Posts Tagged ‘Vesivius’

How the Earth Was Lost

Saturday, February 27th, 2010

By David L. Brown

I have been silent in recent weeks on the subject of climate change. My reason: I am gobsmacked by the success of the anti-global warming activities that have taken place. Science and reason are in full retreat in the face of the most astounding set of charges, accusations, and declarations I have ever seen.

vesuvius_in_eruptionWhat can you say when faced with the unimaginable? Think of it as like standing in the middle of a Roman village named Pompeii in 79 A.D., gaping at the sight of Mount Vesuvius blowing itself to pieces. “Oh my goodness!” just would not quite suffice, and more expressive reactions would only be pointless profanity. You would be  facing the unimaginable. You would be staring at the end of the world as you know it.

What has happened on the issues of global warming and climate change in the past few months is truly bizarre and frankly unexpected. First thousands of e-mails were hacked and several statements cherry picked out of context, twisted, and made to look like scientists were in disagreement and fighting among themselves on questions pertaining to global warming.

Well, duh, that’s what scientists do! It’s their job to pick at the edges, to squabble among themselves, to try to knock down ideas, to, well, disagree. If they did not do these things, there would be no science, no progress, no real knowledge, just superstition and the recognition of the obvious.

The most amazing thing about that phase of the operation was that among all those thousands of e-mails over a dozen years that the deniers couldn’t find anything any more damning than the extremely thin gruel they did.

Do not scientists have a right to be ironic, as in making a comment during a blizzard that questions global warming? Did that scientist in Colorado who did so believe there is no global warming because it was cold in Colorado in the winter? No, certainly not, and yet that ironic, human, personal statement was seized upon with an Aha! that could be heard all the way to Antarctica, where just today a chunk of ice described as the size of a small country fell into the ocean.

Fact check: An ironic personal comment is not scientific data. It is nothing, in fact. And there is a big part of the problem with this attack: Most of the “flaws” that have been found are on the nature of minor typographic errors, statements of opinion, guesses about the future, and other things that are not scientific data at all.
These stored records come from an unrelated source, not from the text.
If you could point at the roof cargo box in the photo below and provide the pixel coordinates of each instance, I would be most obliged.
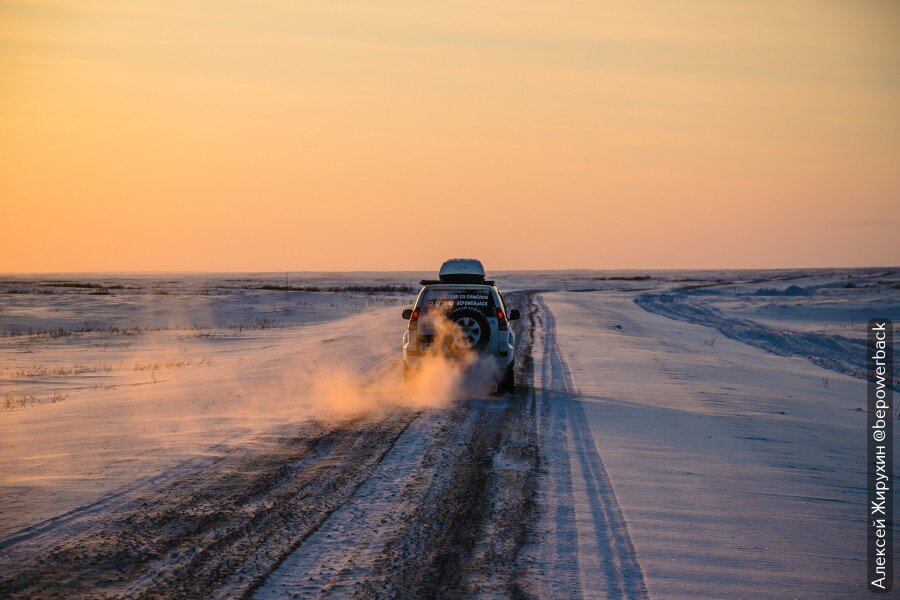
(462, 270)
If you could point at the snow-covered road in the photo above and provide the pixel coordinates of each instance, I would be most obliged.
(642, 455)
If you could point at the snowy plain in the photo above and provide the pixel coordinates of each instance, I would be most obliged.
(703, 463)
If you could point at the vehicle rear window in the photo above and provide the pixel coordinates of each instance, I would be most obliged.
(444, 300)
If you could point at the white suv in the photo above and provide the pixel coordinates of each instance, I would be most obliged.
(461, 315)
Such it was with the supposedly egregious “error” concerning the rate of melting of “the Himalayan glaciers.” This appeared on page four hundred and some of the second volume of the latest IPCC report, a work comprising nearly 3000 pages. It was one sentence, and it contained a typo apparently. It was not presented as data, not used as the basis for even a general observation much less the entire bulwark of global warming evidence. It was merely part of a huge compendium of evidence provided by several thousand scientists and cooperatively vetted by representatives of more than a hundred nations of the world. It was nothing.